Earth's gravitational force is acting on its Moon in such a way that it forces the Moon to rotate round its orbit by centripetal force and carries it while rotating round the Sun by gravitational force. I don't understand why in this condition Moon doesn't come to the Earth while Earth is carrying it through gravitational force to rotate round the Sun?

Answer 1

I think I might understand another facet of your question besides what is addressed in the comments. Let me demonstrate a result in classical mechanics which I think might alleviate your concern.

The result is that

Given a system of particles, the center of mass of the system moves is though it were a point mass acted on by the net external force on the system.

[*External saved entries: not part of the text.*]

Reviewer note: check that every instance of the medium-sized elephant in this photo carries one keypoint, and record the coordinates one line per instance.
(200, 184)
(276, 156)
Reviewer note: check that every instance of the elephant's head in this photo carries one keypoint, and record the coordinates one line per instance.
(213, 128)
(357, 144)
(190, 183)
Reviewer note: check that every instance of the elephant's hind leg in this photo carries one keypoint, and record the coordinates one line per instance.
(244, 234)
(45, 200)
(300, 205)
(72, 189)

So if you think of the Earth-Moon system as being acted on by a net external force which is simply the gravitational attraction to the Sun (to good approximation), then what's happening is that this entire system is orbiting (essentially freely falling) around the sun. The details of what's happening in the Earth-Moon system itself are described by the first link in the original comments, but for purposes of what's happening to the entire system consisting of the Earth+Moon when it orbits the Sun, the details of the internal interactions don't really matter.

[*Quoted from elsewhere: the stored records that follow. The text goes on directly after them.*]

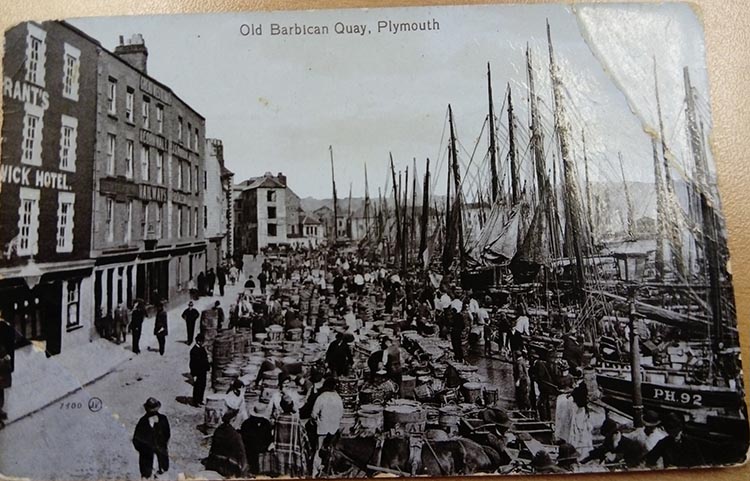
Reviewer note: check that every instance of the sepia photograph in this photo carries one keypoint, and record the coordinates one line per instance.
(415, 241)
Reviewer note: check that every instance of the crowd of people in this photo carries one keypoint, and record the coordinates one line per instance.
(283, 435)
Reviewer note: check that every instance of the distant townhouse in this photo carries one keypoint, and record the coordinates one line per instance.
(49, 128)
(218, 206)
(149, 178)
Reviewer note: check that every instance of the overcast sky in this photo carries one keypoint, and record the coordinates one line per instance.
(278, 102)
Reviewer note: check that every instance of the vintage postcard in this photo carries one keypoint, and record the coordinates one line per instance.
(344, 243)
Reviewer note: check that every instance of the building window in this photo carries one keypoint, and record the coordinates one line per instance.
(32, 135)
(129, 222)
(111, 145)
(159, 118)
(28, 222)
(110, 220)
(144, 218)
(159, 215)
(129, 104)
(65, 203)
(71, 72)
(112, 96)
(68, 141)
(145, 162)
(159, 167)
(179, 174)
(36, 52)
(179, 221)
(72, 299)
(145, 110)
(129, 153)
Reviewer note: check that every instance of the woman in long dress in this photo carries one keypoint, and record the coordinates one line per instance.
(290, 442)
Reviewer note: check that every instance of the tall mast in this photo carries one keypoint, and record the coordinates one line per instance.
(674, 230)
(367, 205)
(457, 214)
(514, 188)
(631, 230)
(335, 200)
(573, 206)
(425, 211)
(589, 206)
(413, 231)
(405, 224)
(660, 213)
(493, 147)
(395, 199)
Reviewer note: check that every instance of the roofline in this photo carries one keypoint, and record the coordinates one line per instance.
(106, 50)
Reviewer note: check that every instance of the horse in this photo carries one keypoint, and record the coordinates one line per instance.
(366, 456)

Here is a proof of the statement above:

Consider a system of particles with masses $m_i$ and positions $\mathbf x_i$ as viewed in an inertial frame. Newton's second law tells us that the net force $\mathbf F_i$ on each particle is equal to its mass times its acceleration; $$ \mathbf F_i = m_i \mathbf a_i, \qquad \mathbf a_i = \ddot{\mathbf x}_i $$ Let $\mathbf f_{ij}$ denote the force of particle $j$ on particle $i$, and let us break up the force $\mathbf F_i$ on each particle into the sum of the force $\mathbf F^e_i$ due to interactions external to the system and the net force $\sum_j \mathbf f_{ij}$ due to interactions with all other particles in the system; $$ \mathbf F_i = \mathbf F_i^e + \sum_j \mathbf f_{ij} $$ Combining these two facts, we find that $$ \sum_i m_i\mathbf a_i = \sum_i \mathbf F_i^e + \sum_{ij} \mathbf f_{ij} $$ The last term vanishes by Newton's third law $\mathbf f_{ij} = -\mathbf f_{ji}$. The term on the left of the equality is just $M\ddot {\mathbf R}$ where $M$ is the total mass and $\mathbf R$ is the position of the center of mass of the system. Combining these facts gives $$ M\ddot{\mathbf R} = \sum_i \mathbf F_i^e $$

Answer 2

Gravity is applied to objects even when they don't touch the earth. For example, think about a stone. Toss it in the air, and it comes back down, even though it was in the air, not touching the earth.

The earth's gravity is strong, strong enough to pull on the moon and not let it get away. The moon is about 238,900 miles (384,400 km) from the earth. The moon's gravity, even so far away, is still strong enough to pull on the earth, and cause the tides to rise and fall in the oceans.

Like you said, centripetal force is trying to pull the moon down onto the earth. But centrifugal force is trying to send the moon flying in a straight line and off into space. The two forces are equal, so the moon is caught, orbiting the earth.

The sun is much larger; its gravitational pull has all the planets caught and orbiting it.